La sciocchezza della Dc e del compromesso storico (stoico, al massimo)
Le lettere al direttore del 7 settembre 2019
Al direttore - Di Maio riunisce il governo in esilio?
Giuseppe De Filippi
Ministri riuniti alla Farnesina. E chi si crede di essere? Il ministro dell’Interno
Al direttore - Caro Cerasa, i giornali traboccano di azzardati paralleli storici secondo cui questo governo sarebbe “democristiano”. Mi permetto di obiettare. Non basta mediare, non basta barcamenarsi, non basta conciliare cose controverse, non basta parlare con toni sommessi, non basta evitare di picchiare i pugni sul tavolo, non bastano il diavolo e l’acqua santa, non basta neppure escludere i più truci e faziosi (o almeno uno di loro). La Dc fu una politica, non una tecnica. E la politica non si può mai ridurre solo al metodo. Vedere riproposta la storia democristiana sotto le mentite spoglie dell’ex avvocato del popolo a me pare un modo di raccontare le cose molto, molto fantasioso.
Marco Follini
Chi vede in questo governo un compromesso storico, descrive la nuova maggioranza come se fosse una reincarnazione della vecchia Dc. Chi vede in questo governo solo un compromesso tattico, più stoico che storico, descrive la nuova maggioranza come frutto non di un incrocio di culture compatibili ma come un incrocio dettato dallo stato di necessità. I primi, vogliono che Pd e M5s diventino marito e moglie. I secondi, vogliono che Pd e M5s si facciano al massimo una scappatella. Noi stiamo con i secondi.

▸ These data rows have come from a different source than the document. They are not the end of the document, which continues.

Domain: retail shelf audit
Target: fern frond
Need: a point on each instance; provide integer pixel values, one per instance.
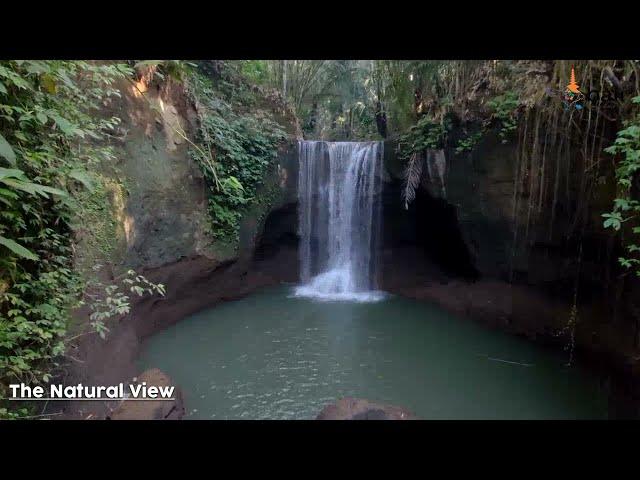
(412, 175)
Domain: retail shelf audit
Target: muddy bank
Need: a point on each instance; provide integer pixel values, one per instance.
(192, 284)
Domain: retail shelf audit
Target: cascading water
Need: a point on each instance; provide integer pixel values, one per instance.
(338, 213)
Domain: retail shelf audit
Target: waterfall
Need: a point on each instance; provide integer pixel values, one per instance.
(338, 219)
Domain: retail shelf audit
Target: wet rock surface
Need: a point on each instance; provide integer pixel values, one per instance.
(151, 409)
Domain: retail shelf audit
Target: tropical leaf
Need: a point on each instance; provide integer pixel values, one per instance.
(412, 175)
(82, 177)
(6, 151)
(17, 248)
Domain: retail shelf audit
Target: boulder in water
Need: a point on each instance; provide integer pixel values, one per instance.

Al direttore - Il sovranismo, in un’Europa unita, è un disvalore. Non lo confonderei col nazionalismo (concetto più complesso) che, magari, nell’Europa unita, non sarà un disvalore.
Umberto Minopoli
Al direttore - Non sarà lunga la luna di miele dei mercati per il governo, come Ella lo definisce, del rinnegamento. Il Pd, con Roberto Gualtieri apprezzabilmente nominato ministro dell’Economia, si è assunto un grande onere. L’ordalia sarà il progetto di legge di Bilancio. E in questo caso Gualtieri dovrà sfruttare fino in fondo non solo la sua esperienza e competenza e la credibilità acquisite a Bruxelles, ma anche la rete di rapporti istituzionali europei. Sarà lui a portare per primo la croce. Passa, però, per le decisioni della nuova Commissione non solo sulla flessibilità nei conti pubblici, ma anche sulla riforma del Fiscal compact, la possibilità di una legge di Bilancio che possa validamente stimolare crescita e investimenti con l’obiettivo di incidere positivamente sull’occupazione. Ciò presuppone che si diano certezze sui compiti a casa e, in particolare, sul debito e sulla prosecuzione delle riforme di struttura. A breve si potrebbe presentare un “trio” che può rafforzare la posizione italiana tra Gualtieri, che da Bruxelles rientra a Via XX Settembre, Gentiloni che va, invece, a Bruxelles per ricoprire l’importante incarico di componente della Commissione e di vicepresidente, e fra un po’, come appare possibile, Fabio Panetta che potrà essere designato all’alta carica di membro del Comitato esecutivo della Bce, innanzitutto per la sua non comune competenza in materia di politica monetaria, di Vigilanza bancaria e finanziaria, nonché, più in generale, in economia. Ma i segnali di svolta devono partire rapidamente rinnegando “gli orrori”, come pure Ella scrive, ma anche costruendo con efficacia e tempestività il nuovo. Insomma, un’attitudine “destruens” e “construens”, senza la quale la luna impallidirà presto. Con i più cordiali saluti.
Angelo De Mattia
Nel giro di un mese, da laboratorio del nazionalismo l’Italia è diventata laboratorio dell’anti nazionalismo. L’Europa aiuterà l’Italia ad alimentare questo laboratorio e all’Italia per rendere possibile l’aiuto basterà poco: dimostrare che la flessibilità che verrà richiesta nei prossimi mesi (e un conto è chiedere flessibilità minacciando l’uscita dall’Europa, un altro è chiederla non minacciando l’uscita dall’Europa) verrà richiesta non per far crescere il consenso di un partito ma per far crescere la competitività di un paese.
Al direttore - Le forze politiche devono avere la capacità e il coraggio di confrontarsi sul futuro del paese. Le diatribe tra partiti si sono invece spesso concentrate sul passato e accidentalmente sul futuro. Dobbiamo ricordarci che i cittadini non hanno mai smesso di fare domande, anzi le richieste stanno aumentando e diventando sempre più particolari. Ciò che manca oggi alla politica è la capacità o la pigrizia di cercare risposte complesse a richieste complesse dell’elettorato. Al nuovo governo va ricordato che quando un partito diventa partito di governo, questo dovrà avere doveri nazionali e internazionali che si scontreranno talvolta con la base. E va sempre ricordato che la responsabilità verso il paese viene prima della responsabilità verso il partito. Lo scotto per chi governa è che spesso indebolisca la propria identità di dirigente di partito. Ma come ricordava qualcuno più illuminato di me, questa è la profonda differenza tra politici e statisti: i primi pensano al successo proprio e del partito; i secondi a quello del paese.